Pendant une année complète, une publicitaire décide de porter la même robe; une ex-avocate et mère de cinq enfants lit un livre par jour; une artiste de Chicago suit tous les conseils donnés par Oprah Winfrey; une secrétaire déprimée réalise les 536 recettes de la bible de Julia Childs; une famille new-yorkaise réduit son empreinte écologique à presque zéro - adieu frigo, laveuse, télévision, café, ascenseurs, restaurants, taxis et papier hygiénique! Qu'est-ce qui motive ces blogueurs extrêmes?

Certains les ont qualifiés de stunt bloggers et d'opportunistes parce que les meilleurs d'entre eux accèdent rapidement à un statut de quasi-célébrité.

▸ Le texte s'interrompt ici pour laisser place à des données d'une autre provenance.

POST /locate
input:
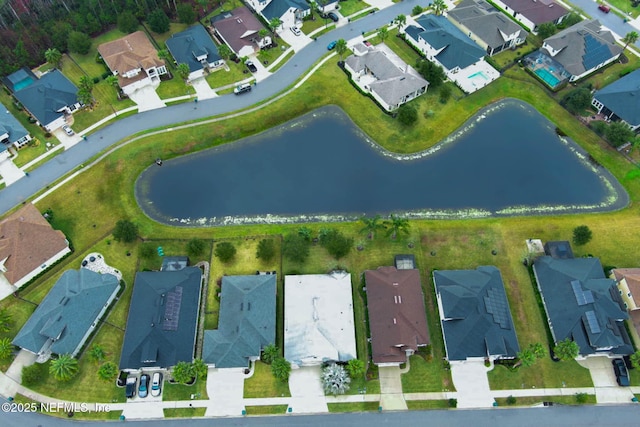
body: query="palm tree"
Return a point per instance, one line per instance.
(64, 367)
(397, 225)
(371, 225)
(438, 7)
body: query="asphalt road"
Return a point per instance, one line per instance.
(284, 77)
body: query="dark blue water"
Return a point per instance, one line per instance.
(507, 160)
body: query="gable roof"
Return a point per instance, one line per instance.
(10, 126)
(240, 29)
(131, 52)
(475, 315)
(485, 22)
(66, 314)
(27, 241)
(277, 8)
(247, 321)
(397, 317)
(318, 318)
(623, 97)
(583, 46)
(537, 11)
(46, 96)
(582, 304)
(161, 325)
(458, 50)
(186, 46)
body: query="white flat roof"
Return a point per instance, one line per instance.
(318, 318)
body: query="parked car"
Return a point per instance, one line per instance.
(143, 390)
(244, 87)
(622, 375)
(130, 389)
(156, 384)
(251, 66)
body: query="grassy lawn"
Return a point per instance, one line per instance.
(264, 384)
(353, 407)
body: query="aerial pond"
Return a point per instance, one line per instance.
(506, 160)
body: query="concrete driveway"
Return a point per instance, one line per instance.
(472, 384)
(307, 396)
(604, 380)
(225, 388)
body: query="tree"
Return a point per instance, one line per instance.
(225, 251)
(295, 248)
(438, 7)
(53, 57)
(281, 368)
(158, 21)
(355, 368)
(407, 114)
(566, 350)
(335, 380)
(266, 250)
(64, 367)
(79, 42)
(97, 353)
(336, 243)
(127, 22)
(581, 235)
(6, 348)
(619, 133)
(270, 353)
(397, 226)
(371, 225)
(125, 231)
(183, 372)
(186, 14)
(108, 371)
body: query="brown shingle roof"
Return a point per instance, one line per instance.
(397, 317)
(27, 241)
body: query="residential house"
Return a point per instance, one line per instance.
(68, 314)
(389, 80)
(49, 99)
(397, 316)
(580, 49)
(583, 305)
(12, 133)
(162, 321)
(474, 314)
(620, 101)
(134, 60)
(532, 13)
(240, 30)
(318, 319)
(246, 324)
(444, 44)
(290, 12)
(28, 246)
(485, 25)
(195, 48)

Julie Powell a publié un livre relatant son expérience et a même inspiré le film Julie and Julia, avec Meryl Streep. Colin Beavan, alias No Impact Man, a lui aussi publié un livre et participé à un documentaire sorti le mois dernier aux États-Unis. Living Oprah sera en librairie en janvier. The Uniform Project, toujours en cours, a fait parler de lui par tous les blogueurs et magazines de la planète mode et sera, un jour, documenté dans un bouquin, nous assurent ses fondatrices.

Mais cela fait-il de ces blogueurs et blogueuses des opportunistes assoiffés de reconnaissance et d'attention médiatique?

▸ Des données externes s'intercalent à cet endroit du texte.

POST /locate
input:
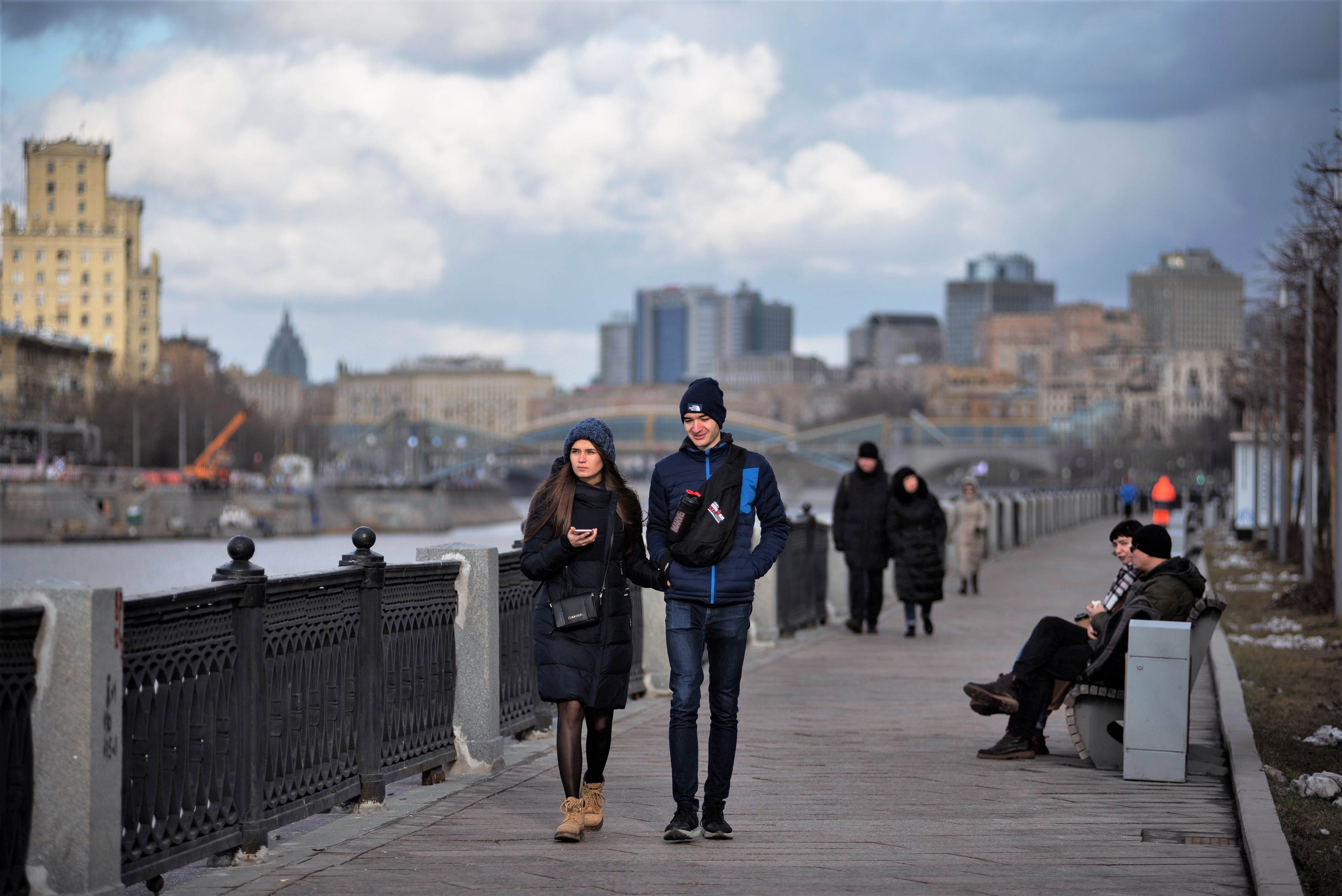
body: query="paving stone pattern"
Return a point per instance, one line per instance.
(855, 773)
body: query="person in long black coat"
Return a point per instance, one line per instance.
(582, 506)
(917, 530)
(859, 532)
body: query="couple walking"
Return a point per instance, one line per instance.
(584, 538)
(878, 518)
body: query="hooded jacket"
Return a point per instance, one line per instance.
(732, 581)
(859, 518)
(917, 530)
(590, 663)
(1167, 593)
(1171, 589)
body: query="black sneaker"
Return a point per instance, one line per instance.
(1010, 748)
(715, 825)
(686, 824)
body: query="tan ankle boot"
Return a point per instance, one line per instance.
(592, 803)
(571, 829)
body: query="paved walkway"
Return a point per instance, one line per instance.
(855, 773)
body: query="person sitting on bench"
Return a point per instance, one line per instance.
(1167, 589)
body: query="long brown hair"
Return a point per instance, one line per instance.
(552, 505)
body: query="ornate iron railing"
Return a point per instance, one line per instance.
(312, 663)
(419, 642)
(638, 686)
(520, 703)
(179, 784)
(18, 683)
(802, 574)
(254, 702)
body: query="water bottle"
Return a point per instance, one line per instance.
(685, 513)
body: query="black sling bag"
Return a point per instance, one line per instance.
(715, 530)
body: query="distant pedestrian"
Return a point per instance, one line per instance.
(584, 536)
(968, 526)
(1128, 494)
(859, 532)
(917, 532)
(712, 568)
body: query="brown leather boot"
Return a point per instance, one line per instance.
(1004, 693)
(592, 803)
(571, 829)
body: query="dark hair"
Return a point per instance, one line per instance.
(552, 505)
(1126, 529)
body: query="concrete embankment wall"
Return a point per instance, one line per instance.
(64, 512)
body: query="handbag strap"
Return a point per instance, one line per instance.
(606, 554)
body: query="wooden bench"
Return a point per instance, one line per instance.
(1094, 713)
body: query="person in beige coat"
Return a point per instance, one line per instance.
(968, 526)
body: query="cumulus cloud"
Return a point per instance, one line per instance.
(329, 169)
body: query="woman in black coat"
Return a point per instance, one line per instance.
(917, 529)
(584, 533)
(859, 530)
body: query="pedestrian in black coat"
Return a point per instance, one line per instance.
(917, 530)
(859, 532)
(578, 510)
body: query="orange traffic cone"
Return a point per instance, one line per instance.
(1163, 495)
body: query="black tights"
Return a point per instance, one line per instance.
(568, 745)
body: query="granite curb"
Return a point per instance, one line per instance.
(1265, 844)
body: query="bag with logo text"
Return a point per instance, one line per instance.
(715, 530)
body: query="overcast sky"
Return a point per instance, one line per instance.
(437, 177)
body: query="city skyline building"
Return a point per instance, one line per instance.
(1190, 302)
(616, 350)
(681, 333)
(994, 285)
(286, 356)
(889, 341)
(73, 262)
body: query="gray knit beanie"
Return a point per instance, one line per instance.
(594, 431)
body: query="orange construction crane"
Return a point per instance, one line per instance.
(207, 467)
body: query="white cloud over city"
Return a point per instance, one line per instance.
(351, 160)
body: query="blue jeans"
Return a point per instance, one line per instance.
(723, 630)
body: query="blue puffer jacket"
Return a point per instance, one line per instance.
(732, 581)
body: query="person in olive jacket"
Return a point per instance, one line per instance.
(917, 530)
(859, 530)
(582, 506)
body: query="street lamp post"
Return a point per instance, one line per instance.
(1312, 253)
(1284, 438)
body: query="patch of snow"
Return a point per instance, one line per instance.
(1281, 642)
(1325, 785)
(1277, 625)
(1325, 737)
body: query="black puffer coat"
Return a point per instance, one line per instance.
(590, 665)
(859, 526)
(917, 529)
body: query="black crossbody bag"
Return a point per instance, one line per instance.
(576, 609)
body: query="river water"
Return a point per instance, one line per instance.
(162, 564)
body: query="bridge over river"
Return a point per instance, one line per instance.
(855, 773)
(933, 447)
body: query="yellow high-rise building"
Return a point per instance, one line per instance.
(74, 266)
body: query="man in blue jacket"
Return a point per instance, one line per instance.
(709, 607)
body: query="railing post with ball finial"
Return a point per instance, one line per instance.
(369, 698)
(250, 686)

La plupart d'entre eux ont commencé leur projet dans l'anonymat total. Ils doivent leur succès au bouche à oreille, aux réseaux sociaux comme Facebook et Twitter et, finalement, aux médias, qui se sont intéressés à leur histoire, souvent au détriment de leur cause et de leur motivation.

«Une fois que notre histoire est racontée par les médias, il y a une espèce de mise à plat, de banalisation du projet, et les gens commencent à chercher les failles, explique Robyn Okrant, auteure de Living Oprah, une expérience qui s'est déroulée du 1er janvier au 31 décembre 2008. L'idée que nous nous dévouons corps et âme à faire quelque chose de très exigeant, de parfois un peu extrême et ridicule, certes, mais avec une intention positive néanmoins, finit par se perdre.»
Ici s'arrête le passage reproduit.